Some could say that that is simply a part of growing up. I beg to differ. To reach a healthy, balanced state of wholeness as adults, we need to acknowledge, nurture, heal and ultimately LOVE our inner child. A fascinating aspect of the state of hypnosis –deep relaxation with targeted focus – is that it allows the subconscious mind to bring forth in the here and now a visual experience of your relationship with your inner child. The child aspect of you that, in most cases I’ve dealt with, bore the brunt of trauma now manifesting in your adverse symptoms as an adult. Within the guided visualization, healing of the trauma can occur when the adult self recognizes and takes on the responsibility for caring for the needs of the inner child. So much of the beginnings of self-love happens here. The difficulty that many parents have is they think to be a good parent is to give their all –their time, money, attention, focus and energy to the child. This is distorted by the fact that most parents haven’t first done this work within themselves to be able to truly give of themselves to their children in healthy ways. If ever a child enters in as a client of mine, I know that this will involve parents who are in need of guidance and healing as well.

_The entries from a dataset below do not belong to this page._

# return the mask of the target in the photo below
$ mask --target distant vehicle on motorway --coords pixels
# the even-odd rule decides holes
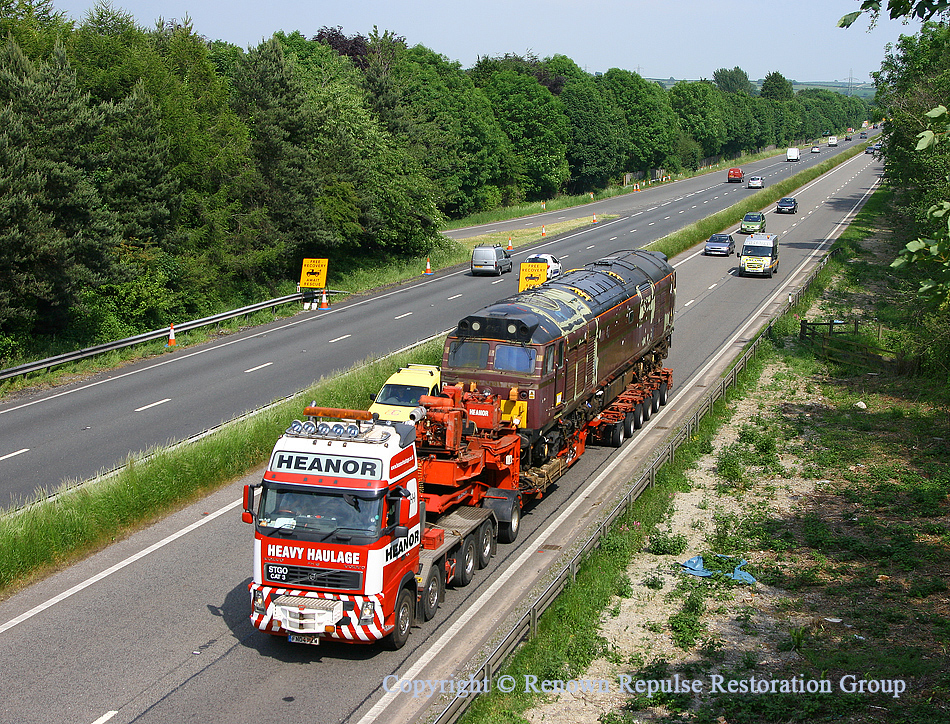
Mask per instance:
[[[561,262],[550,254],[532,254],[524,260],[525,264],[547,264],[548,279],[553,279],[561,274]]]
[[[742,183],[742,179],[745,178],[745,175],[742,173],[741,168],[730,168],[729,172],[726,174],[726,181],[728,183]]]
[[[736,251],[736,242],[732,238],[732,234],[713,234],[706,240],[706,246],[703,249],[703,254],[709,256],[710,254],[725,254],[726,256],[732,256]]]
[[[867,138],[867,137],[868,137],[867,131],[861,131],[861,133],[858,134],[858,138]]]
[[[801,157],[801,152],[795,146],[792,146],[785,152],[786,161],[798,161],[801,159]]]
[[[761,176],[749,176],[749,188],[750,189],[764,189],[765,181]]]
[[[837,137],[837,136],[829,136],[829,137],[828,137],[828,145],[829,145],[829,146],[837,146],[837,145],[838,145],[838,137]]]
[[[821,153],[821,146],[812,146],[812,147],[811,147],[811,152],[812,152],[812,153]]]
[[[797,214],[798,201],[795,200],[794,196],[786,196],[784,199],[779,199],[775,204],[775,211],[780,214]]]
[[[755,234],[765,231],[765,214],[761,211],[750,211],[742,217],[742,223],[739,224],[739,232],[742,234]]]

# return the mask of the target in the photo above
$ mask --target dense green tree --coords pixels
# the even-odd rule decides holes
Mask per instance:
[[[777,70],[773,70],[762,81],[762,87],[759,89],[759,95],[770,101],[790,101],[795,95],[792,89],[792,83],[786,80],[785,76]]]
[[[350,252],[430,249],[443,219],[433,184],[368,110],[358,70],[322,43],[276,37],[297,59],[307,89],[304,140],[314,154],[311,172],[322,177],[319,207],[329,228]]]
[[[571,191],[603,188],[622,169],[629,145],[623,115],[589,76],[569,80],[560,100],[569,123]]]
[[[716,86],[705,81],[680,81],[670,88],[670,105],[683,130],[702,147],[704,156],[722,151],[727,129],[722,94]]]
[[[0,0],[0,42],[12,39],[31,60],[47,57],[71,27],[53,0]]]
[[[88,176],[102,119],[79,92],[62,45],[34,65],[7,41],[0,108],[0,330],[60,333],[82,290],[115,273],[115,219]]]
[[[405,137],[450,216],[493,208],[511,183],[511,145],[484,93],[458,63],[421,45],[403,51],[396,85]]]
[[[713,83],[723,93],[745,93],[753,95],[755,86],[749,80],[749,74],[738,65],[732,70],[719,68],[713,72]]]
[[[624,170],[647,173],[677,157],[679,118],[662,86],[619,68],[608,70],[600,83],[610,92],[626,121],[628,146]]]
[[[569,123],[561,101],[534,76],[513,70],[493,73],[484,90],[511,140],[525,197],[560,192],[570,177]]]

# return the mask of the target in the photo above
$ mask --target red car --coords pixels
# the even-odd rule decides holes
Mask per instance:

To truly honor the voice of the inner child one must shed many layers upon layers of distorted beliefs, (put upon by the wrong teachings), as well as energetic emotional baggage blocking true clarity. Working with Reiki –divinely guided life force energy – on myself and others has granted me a more balanced, focused, and clear perspective with which to assist clients, along with heightening my own intuitive abilities. Truth be told, a child’s perspective differs wildly from that of an adult, but in no way should it be less respected. Our perceptions as children form the basis of how we respond and interact with the world. As adults, this intertwines with our personality and becomes strongly embedded in who we are. The good news is, there is hope. Hope for healing and shifting distorted perceptions, yet honoring our inner child’s needs as we integrate into a unified, balanced self. This is an ever unfolding process for the trauma survivor; one that gets more and more beautiful the more it is embraced. When your inner child feels your love, acceptance, encouragement, validation, compassion, and presence you in turn, as the adult, resonate with these qualities and attract them from the external world.
The greatest gift we as parents can ever give our children is the gift of our own willingness to heal ourselves.